Study objectives: To evaluate the next-morning residual effects of ramelteon (8 mg), zopiclone (7.5 mg), and placebo on driving performance, memory functioning, psychomotor performance, and mood in healthy adult subjects following bedtime dosing and a middle of the night awakening.
Design: Single-center, randomized, double-blind, double-dummy, placebo-controlled, crossover study.
Setting: Utrecht University, The Netherlands.
Participants: 30 healthy volunteers (15 males and 15 females).
Interventions: a single dose of ramelteon (8 mg), zopiclone (7.5 mg), and placebo, administered at bedtime.

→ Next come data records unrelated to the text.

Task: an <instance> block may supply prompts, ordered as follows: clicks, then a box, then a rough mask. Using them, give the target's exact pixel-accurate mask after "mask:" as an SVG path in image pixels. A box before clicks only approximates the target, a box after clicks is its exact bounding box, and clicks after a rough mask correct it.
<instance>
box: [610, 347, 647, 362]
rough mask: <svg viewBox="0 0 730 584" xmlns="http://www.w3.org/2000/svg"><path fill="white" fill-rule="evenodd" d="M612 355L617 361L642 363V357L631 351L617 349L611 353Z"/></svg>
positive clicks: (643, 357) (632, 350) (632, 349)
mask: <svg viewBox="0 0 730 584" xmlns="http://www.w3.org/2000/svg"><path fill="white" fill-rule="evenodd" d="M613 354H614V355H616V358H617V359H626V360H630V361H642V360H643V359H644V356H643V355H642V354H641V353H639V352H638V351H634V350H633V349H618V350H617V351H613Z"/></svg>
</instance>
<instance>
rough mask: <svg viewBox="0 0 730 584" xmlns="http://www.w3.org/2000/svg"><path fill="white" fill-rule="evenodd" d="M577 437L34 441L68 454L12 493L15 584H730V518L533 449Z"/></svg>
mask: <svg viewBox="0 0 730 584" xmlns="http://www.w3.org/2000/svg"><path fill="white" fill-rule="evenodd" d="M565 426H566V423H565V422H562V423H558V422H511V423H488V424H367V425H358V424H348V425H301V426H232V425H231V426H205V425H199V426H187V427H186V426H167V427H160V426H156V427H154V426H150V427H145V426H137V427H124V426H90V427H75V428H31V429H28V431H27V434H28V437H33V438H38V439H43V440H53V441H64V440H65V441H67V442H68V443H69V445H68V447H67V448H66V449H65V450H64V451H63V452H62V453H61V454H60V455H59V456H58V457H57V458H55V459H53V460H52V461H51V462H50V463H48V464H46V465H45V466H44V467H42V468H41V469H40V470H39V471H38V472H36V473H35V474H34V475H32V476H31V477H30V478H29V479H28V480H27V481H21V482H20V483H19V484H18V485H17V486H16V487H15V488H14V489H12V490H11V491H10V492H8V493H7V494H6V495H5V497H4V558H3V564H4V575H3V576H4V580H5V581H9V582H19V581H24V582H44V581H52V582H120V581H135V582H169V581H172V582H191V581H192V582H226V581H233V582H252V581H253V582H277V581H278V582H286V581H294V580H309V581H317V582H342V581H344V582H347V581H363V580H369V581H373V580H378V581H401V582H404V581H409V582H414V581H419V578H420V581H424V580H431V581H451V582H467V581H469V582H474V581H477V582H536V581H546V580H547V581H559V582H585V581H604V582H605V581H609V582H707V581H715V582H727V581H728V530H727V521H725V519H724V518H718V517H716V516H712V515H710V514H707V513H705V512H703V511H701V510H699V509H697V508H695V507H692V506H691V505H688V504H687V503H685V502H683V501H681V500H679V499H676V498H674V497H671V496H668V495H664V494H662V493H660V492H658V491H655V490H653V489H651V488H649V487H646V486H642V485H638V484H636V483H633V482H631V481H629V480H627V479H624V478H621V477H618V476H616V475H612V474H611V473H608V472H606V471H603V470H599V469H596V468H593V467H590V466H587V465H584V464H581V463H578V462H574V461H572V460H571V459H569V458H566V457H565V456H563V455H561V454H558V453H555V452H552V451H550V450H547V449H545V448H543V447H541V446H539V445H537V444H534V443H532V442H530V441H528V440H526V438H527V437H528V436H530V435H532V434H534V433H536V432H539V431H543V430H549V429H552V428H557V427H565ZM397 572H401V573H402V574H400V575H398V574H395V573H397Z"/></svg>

Measurements: A balance test was performed at night. Other tests were performed the following morning, 8.5 h after administration. Subjects performed a 100-km highway driving test in normal traffic. Primary outcome measure was the standard deviation of the lateral position (SDLP), i.e., the weaving of the car. After driving, cognitive, memory, and psychomotor tests were performed and mood was assessed.
Results: SDLP was significantly increased after the intake of ramelteon (+2.2 cm) and zopiclone (+2.9 cm). Ramelteon and zopiclone produced significant impairment on reaction time (P<0.024) in the Sternberg Memory Scanning Test, slow (P<0.007) and fast (P<0.010) tracking, reaction speed (P<0.015) and tracking (P<0.001) in the Divided Attention Test, and delayed recall (P<0.032) in the Word Learning Test. In contrast to ramelteon, zopiclone additionally impaired performance on the Digit Symbol Substitution Test (P<0.001) and the balance test (P<0.001).
Conclusions: Ramelteon (8 mg) and zopiclone (7.5 mg) significantly impaired driving performance, cognitive, memory, and psychomotor performance the morning following bedtime administration. In contrast to zopiclone, ramelteon produced no balance impairments. CLINICAL TRIAL IDENTIFIER: NCT00319215 (www.clinicaltrials.gov).
Keywords: Driving; balance; memory; psychomotor; ramelteon; zopiclone.